More details of the ASU REU program can be found here.

K-12 Outreach

Outreach photo 2NanoSilver Socks

To introduce elementary school students to some of the concepts of nanotechnology ASU NanoFab has developed a 4th grade lesson plan titled “NanoSilver Socks: No more stinky feet?” The lesson plan consists of two 50 minute classroom sessions in which the students begin to see the relevance of the world of nanotechnology, along with some of the commercial applications and potential risks involved. The materials covered in these lessons address Arizona 4th grade science standards (Strand 3: Concept 2: Science & Technology in Society: PO2 – “Describe benefits and risks related to the use of technology“).
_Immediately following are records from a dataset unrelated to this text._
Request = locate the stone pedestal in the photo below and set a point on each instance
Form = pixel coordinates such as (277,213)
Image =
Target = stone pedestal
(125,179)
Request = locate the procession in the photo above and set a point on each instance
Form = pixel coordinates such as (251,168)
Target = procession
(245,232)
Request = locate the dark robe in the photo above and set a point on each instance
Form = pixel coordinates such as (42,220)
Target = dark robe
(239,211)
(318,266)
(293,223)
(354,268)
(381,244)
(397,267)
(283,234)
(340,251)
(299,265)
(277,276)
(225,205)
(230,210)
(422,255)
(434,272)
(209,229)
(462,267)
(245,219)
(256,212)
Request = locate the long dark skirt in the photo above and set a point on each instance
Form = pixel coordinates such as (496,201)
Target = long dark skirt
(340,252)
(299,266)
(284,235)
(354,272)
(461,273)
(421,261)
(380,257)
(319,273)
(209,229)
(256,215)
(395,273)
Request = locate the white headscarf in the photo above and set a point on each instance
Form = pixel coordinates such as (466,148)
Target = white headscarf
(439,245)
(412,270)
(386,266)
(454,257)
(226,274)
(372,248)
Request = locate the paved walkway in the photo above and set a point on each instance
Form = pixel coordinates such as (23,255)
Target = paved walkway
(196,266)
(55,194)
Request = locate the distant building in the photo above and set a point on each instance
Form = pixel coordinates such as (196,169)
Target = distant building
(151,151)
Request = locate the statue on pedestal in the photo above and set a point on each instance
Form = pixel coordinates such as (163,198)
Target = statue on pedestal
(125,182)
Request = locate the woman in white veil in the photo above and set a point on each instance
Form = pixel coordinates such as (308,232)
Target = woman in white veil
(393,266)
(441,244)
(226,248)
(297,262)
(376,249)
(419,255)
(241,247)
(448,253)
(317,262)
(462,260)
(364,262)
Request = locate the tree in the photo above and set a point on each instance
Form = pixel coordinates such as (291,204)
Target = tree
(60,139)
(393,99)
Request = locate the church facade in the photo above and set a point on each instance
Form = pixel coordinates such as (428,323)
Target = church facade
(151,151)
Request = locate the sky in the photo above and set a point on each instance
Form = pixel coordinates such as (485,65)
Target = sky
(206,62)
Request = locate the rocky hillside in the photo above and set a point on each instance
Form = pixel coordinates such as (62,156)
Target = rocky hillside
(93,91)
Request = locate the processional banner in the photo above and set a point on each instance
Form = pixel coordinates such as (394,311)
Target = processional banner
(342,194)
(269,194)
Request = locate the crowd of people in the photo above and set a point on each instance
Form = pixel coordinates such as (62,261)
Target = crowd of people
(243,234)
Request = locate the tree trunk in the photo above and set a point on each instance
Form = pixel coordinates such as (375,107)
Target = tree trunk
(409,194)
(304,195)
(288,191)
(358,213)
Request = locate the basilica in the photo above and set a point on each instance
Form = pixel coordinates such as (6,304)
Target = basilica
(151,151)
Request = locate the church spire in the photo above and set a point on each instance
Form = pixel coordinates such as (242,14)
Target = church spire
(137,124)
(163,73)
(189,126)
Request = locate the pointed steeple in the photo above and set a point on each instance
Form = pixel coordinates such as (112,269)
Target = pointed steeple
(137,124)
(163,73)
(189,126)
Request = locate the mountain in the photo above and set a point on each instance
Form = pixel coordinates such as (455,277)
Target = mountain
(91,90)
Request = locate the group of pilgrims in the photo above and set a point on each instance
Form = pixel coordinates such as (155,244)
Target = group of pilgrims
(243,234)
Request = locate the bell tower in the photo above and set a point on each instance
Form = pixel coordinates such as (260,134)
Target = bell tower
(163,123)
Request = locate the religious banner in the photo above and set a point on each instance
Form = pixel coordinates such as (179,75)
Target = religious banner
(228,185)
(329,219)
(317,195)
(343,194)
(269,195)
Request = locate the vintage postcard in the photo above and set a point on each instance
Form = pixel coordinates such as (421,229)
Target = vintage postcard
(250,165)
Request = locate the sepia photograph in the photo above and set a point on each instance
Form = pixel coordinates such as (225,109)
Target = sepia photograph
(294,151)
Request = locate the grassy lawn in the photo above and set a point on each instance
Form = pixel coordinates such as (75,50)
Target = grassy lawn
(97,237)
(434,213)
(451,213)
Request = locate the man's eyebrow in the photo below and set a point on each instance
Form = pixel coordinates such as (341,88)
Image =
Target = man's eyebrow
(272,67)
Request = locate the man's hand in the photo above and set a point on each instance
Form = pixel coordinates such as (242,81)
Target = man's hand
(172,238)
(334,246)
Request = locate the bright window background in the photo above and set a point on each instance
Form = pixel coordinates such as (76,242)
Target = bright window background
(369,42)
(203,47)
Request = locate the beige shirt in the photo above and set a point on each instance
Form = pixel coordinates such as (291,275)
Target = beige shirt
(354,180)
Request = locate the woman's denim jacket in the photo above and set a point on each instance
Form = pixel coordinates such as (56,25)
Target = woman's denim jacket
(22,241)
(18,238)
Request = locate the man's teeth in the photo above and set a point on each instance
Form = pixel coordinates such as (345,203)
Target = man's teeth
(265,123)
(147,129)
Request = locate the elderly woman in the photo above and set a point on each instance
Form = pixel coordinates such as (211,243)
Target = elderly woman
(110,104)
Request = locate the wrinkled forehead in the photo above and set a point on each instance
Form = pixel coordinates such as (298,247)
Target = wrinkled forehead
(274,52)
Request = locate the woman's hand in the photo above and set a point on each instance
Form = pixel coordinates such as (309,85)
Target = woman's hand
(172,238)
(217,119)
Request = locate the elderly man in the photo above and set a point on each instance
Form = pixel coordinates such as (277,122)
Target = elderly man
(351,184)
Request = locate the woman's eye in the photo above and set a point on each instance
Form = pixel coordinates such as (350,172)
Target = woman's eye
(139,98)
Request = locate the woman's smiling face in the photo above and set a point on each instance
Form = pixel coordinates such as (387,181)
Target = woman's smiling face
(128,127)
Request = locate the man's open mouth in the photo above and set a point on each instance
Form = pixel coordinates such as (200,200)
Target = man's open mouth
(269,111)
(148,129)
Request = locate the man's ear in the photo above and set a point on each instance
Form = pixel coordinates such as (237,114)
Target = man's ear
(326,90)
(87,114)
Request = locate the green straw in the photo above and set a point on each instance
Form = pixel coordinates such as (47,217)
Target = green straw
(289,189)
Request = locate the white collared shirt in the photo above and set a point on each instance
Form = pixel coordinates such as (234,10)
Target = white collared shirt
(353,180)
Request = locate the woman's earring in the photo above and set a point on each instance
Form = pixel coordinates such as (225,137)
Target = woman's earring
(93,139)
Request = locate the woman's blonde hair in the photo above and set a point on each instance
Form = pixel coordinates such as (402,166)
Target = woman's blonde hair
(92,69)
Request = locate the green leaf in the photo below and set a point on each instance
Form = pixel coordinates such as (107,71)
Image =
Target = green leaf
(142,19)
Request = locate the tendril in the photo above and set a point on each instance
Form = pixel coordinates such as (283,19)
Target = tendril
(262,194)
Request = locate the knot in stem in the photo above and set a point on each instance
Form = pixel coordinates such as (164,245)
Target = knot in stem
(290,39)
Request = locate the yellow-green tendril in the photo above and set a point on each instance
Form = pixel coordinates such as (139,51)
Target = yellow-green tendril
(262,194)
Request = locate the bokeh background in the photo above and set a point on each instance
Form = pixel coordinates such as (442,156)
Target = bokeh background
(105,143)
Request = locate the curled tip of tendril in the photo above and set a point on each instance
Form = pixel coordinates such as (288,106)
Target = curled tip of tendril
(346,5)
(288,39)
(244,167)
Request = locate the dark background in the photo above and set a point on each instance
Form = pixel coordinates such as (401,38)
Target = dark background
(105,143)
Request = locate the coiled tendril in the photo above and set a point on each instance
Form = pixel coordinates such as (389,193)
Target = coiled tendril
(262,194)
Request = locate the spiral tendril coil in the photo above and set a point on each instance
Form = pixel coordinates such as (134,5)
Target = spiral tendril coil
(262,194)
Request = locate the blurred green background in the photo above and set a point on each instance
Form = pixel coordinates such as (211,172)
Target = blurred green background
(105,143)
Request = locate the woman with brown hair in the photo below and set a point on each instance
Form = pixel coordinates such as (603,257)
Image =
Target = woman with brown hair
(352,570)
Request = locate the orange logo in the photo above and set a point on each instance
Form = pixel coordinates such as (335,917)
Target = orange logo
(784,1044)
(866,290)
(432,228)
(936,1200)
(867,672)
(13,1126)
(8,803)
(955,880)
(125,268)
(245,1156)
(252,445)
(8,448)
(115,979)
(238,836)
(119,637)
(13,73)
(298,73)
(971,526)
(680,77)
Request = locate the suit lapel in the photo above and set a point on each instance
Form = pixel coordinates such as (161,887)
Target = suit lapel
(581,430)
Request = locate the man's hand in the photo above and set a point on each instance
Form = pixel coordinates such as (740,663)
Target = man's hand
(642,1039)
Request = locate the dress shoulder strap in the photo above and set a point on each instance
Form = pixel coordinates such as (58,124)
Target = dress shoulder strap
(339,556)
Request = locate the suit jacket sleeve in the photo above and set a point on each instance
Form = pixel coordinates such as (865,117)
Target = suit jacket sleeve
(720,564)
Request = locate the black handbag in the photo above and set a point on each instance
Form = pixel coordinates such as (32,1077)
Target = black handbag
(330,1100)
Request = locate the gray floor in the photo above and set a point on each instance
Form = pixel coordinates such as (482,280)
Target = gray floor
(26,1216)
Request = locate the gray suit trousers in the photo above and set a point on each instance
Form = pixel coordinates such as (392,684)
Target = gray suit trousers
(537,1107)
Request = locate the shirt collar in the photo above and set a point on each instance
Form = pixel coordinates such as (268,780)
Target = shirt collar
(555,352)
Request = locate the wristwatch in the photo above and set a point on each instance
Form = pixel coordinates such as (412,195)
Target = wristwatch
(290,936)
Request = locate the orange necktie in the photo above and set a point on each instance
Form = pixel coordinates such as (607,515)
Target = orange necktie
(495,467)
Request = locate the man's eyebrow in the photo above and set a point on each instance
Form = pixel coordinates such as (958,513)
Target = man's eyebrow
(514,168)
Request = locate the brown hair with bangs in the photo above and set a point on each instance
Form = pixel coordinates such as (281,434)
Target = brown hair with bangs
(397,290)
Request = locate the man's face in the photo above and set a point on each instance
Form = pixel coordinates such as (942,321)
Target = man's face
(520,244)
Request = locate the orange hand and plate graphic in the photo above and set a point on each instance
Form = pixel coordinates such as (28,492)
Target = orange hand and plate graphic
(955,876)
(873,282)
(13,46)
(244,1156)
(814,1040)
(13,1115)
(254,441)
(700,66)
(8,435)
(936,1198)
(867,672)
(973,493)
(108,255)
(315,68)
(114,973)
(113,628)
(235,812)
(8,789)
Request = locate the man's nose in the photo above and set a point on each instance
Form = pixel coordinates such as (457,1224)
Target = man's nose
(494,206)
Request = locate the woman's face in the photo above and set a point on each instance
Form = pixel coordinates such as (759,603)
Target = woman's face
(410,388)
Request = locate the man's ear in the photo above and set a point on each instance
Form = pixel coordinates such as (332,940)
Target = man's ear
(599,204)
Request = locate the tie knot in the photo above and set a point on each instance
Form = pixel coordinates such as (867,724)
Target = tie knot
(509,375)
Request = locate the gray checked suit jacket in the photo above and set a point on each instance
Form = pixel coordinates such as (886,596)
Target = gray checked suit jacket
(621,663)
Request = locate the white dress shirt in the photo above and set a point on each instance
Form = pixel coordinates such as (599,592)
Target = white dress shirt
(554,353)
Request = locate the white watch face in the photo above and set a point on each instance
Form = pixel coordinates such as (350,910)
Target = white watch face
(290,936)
To get an idea, view a video of one of our fun and successful lessons by clicking here.

Taking to the Streets

To reach the broadest possible public audience, the ASU node of the NNIN are working closely with the NSF supported Center for Nanotechnology in Society to implement an informal science communication (ISC) program called “Taking to the Streets”. The program was initially developed around the NISENet Nanodays Kits, which help to facilitate discussions about nanotechnology primarily with K-12 children and their teachers/chaperones.

After a short training in basic presentation skills, engaging the public in a museum setting and learning the objectives of Nanodays kits, students are scheduled to host tables at the AZ Science Center on a monthly basis (more frequently as time and resources permit) throughout the year, with a special emphasis during NanoDays each spring. When possible, visits also coincide with the height of school fields trips to the AZ Science Center – allowing students to teach other students around their age. This program is designed specifically for K-12 students, their parents and teachers/chaperones. As students progress, they are encouraged to develop their own table demonstrations to exhibit their own research in an effort to “take it to the people”.

The ISC program also hosts a tent at the 3-day Spring Tempe Art Festival, which also coincides with Nanodays, another opportunity to engage a wider cross section of the public in discussion around nanotechnology. At both the AZ Science Center and the Tempe Art Festival, children and their parents enthusiastically engage with us each time we visit, adding useful insights through their comments and questions that help us continue to improve our SEI and outreach activities.

Course EEE: 435

Content coming soon.

Society and Ethics

The National Nanotechnology Infrastructure Node at ASU (NNIN-ASU) works closely with ASU’s Center for Nanotechnology in Society (CNS) to develop social and ethical implications programs.

Nanotechnology is expected by many to create “the next industrial revolution.” Whether or not its social consequences are that profound, they will be wide-reaching. The 21st Century Nanotechnology Research and Development Act, signed into law in 2003, mandates “integrating research on societal, ethical and environmental concerns with nanotechnology research and development” to ensure that nanoscale science and engineering advances “bring about improvements in quality of life for all Americans.”

CNS-ASU responds to this directive by building a new capability, in the United States and globally, for understanding and governing the transforming power of nanotechnology – what is known as “anticipatory governance.”

NNIN-ASU and CNS are exchanging their collective expertise and knowledge to promote researchers using NNIN facilities to reflect on the ethical and social implications of their work.